Much like Hank Williams, Choates paired remarkable artistic gifts with devastating personal hardship. A severe alcoholic, he relinquished ownership of “Jole Blon” for $100 and a bottle of whiskey. Chronic failure to appear at booked engagements prompted the musicians union in San Antonio to blacklist him and triggered the breakup of his band. His end proved equally grim: after a judge jailed him for contempt over unpaid $20 weekly support obligations to his son and daughter following divorce, three days without alcohol drove him to slam his head against the cell bars, sending him into a coma from which he never recovered; he died on July 17, 1951.

Choates entered the world in either Rayne or New Iberia, Louisiana, before relocating with his mother to Port Arthur, Texas, in the 1930s. Eschewing school, he passed countless childhood hours in bars and taverns, absorbing honky tonk and blues discs from jukeboxes. By age twelve he was already performing fiddle for tips inside barbershops.

He began his professional career playing in Cajun groups fronted by Leo Soileau and Leroy “Happy Fats” LeBlanc, then assembled his own unit, the Melody Boys, in 1946. That same year he reworked the classic Cajun song “Jolie Blonde” for his daughter Linda and cut it for Gold Star. Although Aubrey “Moon” Mullican’s version became a country hit, Choates had surrendered all rights and received no further payment. He and the Melody Boys maintained a brisk output, releasing more than two dozen sides for Gold Star across 1946 and 1947. By transplanting the Western swing of Bob Wills & His Texas Playboys into Cajun repertoire, he earned the title “the fiddle king of Cajun swing.”

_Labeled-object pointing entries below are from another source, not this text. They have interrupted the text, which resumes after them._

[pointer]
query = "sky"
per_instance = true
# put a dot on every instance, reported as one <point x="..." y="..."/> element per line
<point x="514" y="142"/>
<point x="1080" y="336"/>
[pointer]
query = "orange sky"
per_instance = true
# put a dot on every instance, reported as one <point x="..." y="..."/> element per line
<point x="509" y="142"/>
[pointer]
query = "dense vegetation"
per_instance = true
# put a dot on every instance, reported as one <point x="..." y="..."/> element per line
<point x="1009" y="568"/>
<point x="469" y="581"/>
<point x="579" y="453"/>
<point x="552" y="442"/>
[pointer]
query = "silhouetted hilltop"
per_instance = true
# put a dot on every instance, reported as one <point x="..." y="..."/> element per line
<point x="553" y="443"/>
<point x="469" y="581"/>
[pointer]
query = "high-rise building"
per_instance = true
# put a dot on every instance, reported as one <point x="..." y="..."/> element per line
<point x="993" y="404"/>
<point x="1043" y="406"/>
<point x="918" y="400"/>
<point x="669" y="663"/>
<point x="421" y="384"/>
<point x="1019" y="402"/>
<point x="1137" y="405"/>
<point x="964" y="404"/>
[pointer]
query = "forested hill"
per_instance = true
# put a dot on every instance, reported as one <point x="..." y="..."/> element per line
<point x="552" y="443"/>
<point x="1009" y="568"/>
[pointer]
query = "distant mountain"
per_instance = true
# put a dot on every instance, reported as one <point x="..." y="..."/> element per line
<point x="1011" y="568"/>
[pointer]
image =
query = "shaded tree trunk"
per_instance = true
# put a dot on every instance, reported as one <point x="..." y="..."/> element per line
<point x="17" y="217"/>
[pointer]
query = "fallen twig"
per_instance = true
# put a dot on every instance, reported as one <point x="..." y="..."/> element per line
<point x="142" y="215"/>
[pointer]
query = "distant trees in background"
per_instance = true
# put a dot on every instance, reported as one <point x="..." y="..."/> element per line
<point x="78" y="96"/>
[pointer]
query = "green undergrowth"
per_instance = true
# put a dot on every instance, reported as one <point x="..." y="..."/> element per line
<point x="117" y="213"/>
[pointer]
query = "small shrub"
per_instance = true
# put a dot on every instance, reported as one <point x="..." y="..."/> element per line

After the Melody Boys disbanded in 1951, Choates appeared with Jesse James & His Gang on radio station KTBC, yet his decline concluded only months later. His grave remained unmarked until 1980, when supporters funded a headstone inscribed with the bilingual epitaph “Purrain de la Musique Cajun -- The Godfather of Cajun Music.” In the mid-’60s, Cajun musician Rufus Thibodeaux became one of the first to salute Choates’ influence by recording the album A Tribute to Harry Choates.